Strategies for Gene Discovery and Mechanistic Insight Using Pleiotropy and Induced Mutagenesis
Akle Serrano, Sebastian
MetadataShow full item record
CitationAkle Serrano, Sebastian. 2020. Strategies for Gene Discovery and Mechanistic Insight Using Pleiotropy and Induced Mutagenesis. Doctoral dissertation, Harvard University, Graduate School of Arts & Sciences.
AbstractLarge-scale projects geared towards uncovering the genetic basis for complex traits in both human and non-human species have generated extensive data on a multitude of phenotypes. In order to interpret these data, testable mechanistic hypotheses explaining genetic findings need to be generated. Additionally, studies of many traits remain underpowered, lacking the sample sizes needed to discover most genetic associations.

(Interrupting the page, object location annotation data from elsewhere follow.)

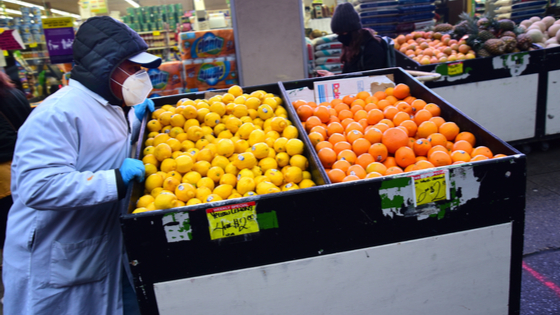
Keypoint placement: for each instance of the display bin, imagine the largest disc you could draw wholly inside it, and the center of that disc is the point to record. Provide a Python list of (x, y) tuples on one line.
[(358, 247), (507, 94)]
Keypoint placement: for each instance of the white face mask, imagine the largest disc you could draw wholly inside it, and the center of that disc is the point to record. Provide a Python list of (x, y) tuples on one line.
[(136, 87)]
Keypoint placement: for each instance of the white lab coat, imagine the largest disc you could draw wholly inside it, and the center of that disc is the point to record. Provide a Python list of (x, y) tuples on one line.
[(64, 246)]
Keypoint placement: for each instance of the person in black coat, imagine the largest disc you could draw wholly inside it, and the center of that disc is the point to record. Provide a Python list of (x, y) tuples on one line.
[(361, 49)]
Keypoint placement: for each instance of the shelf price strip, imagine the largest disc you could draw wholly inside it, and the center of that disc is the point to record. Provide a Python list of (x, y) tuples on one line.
[(430, 187), (232, 220)]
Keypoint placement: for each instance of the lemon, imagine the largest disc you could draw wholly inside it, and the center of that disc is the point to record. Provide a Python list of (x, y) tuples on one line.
[(185, 192), (225, 147), (191, 178), (153, 181), (245, 160), (294, 146), (293, 174), (164, 201), (241, 146), (240, 110), (212, 119), (280, 144), (168, 165), (274, 176), (231, 169), (300, 161), (290, 132), (235, 91), (245, 184), (206, 182), (144, 201), (260, 150), (215, 173), (268, 163), (278, 124), (154, 125), (202, 167), (223, 190), (165, 118), (289, 186), (233, 124), (306, 183), (193, 201)]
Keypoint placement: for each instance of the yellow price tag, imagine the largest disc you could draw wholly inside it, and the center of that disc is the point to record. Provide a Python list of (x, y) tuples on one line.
[(232, 220), (455, 68), (431, 187)]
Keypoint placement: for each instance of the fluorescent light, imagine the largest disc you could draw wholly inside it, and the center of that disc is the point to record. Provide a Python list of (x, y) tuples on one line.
[(132, 3)]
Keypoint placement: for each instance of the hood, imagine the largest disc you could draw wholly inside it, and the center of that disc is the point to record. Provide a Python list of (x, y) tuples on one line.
[(101, 44)]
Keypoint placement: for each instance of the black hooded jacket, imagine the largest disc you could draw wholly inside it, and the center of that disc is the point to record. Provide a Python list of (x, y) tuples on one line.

In this thesis we use two different approaches to tackle those challenges. First, we use model organisms to find and prioritize genes and pathways involved in the aetiology of a given trait, in a context where further targeted experimentation is feasible and ethical. Secondly, for an independent approach, we stay within the boundaries of human GWAS and use pleiotropic signals from correlated traits to both bolster statistical power and generate biological hypotheses behind genetic associations.
In chapter one we propose a strategy to increase power to detect genetic associations in small genome wide association studies (GWAS) in humans, using obstructive sleep apnea (OSA) as a test case. This strategy leverages signals from pleiotropic loci with associations to both OSA and traits correlated to OSA in well-powered GWAS. We show that this strategy also provides mechanistic hypotheses behind those genetic associations. Among other findings, we show links between OSA, a measure of lung function (FEV1/FVC), and an eQTL of desmoplakin (DSP) in lung tissue.
In chapter two, we carry out a large quantitative trait locus (QTL) mapping experiment aided by mutagenesis in zebrafish. We find two previously unknown genetic associations to sex, and one to length. By mapping the few induced mutations in the locus, we are able to propose a short list of candidate causal variants for experimental follow up.
In chapter three we describe a novel imputation and phasing algorithm for next generation sequencing data from samples with low coverage that is robust to high sequencing error rates. We use this algorithm to impute single nucleotide polymorphisms (SNPs) in the zebrafish samples from chapter two.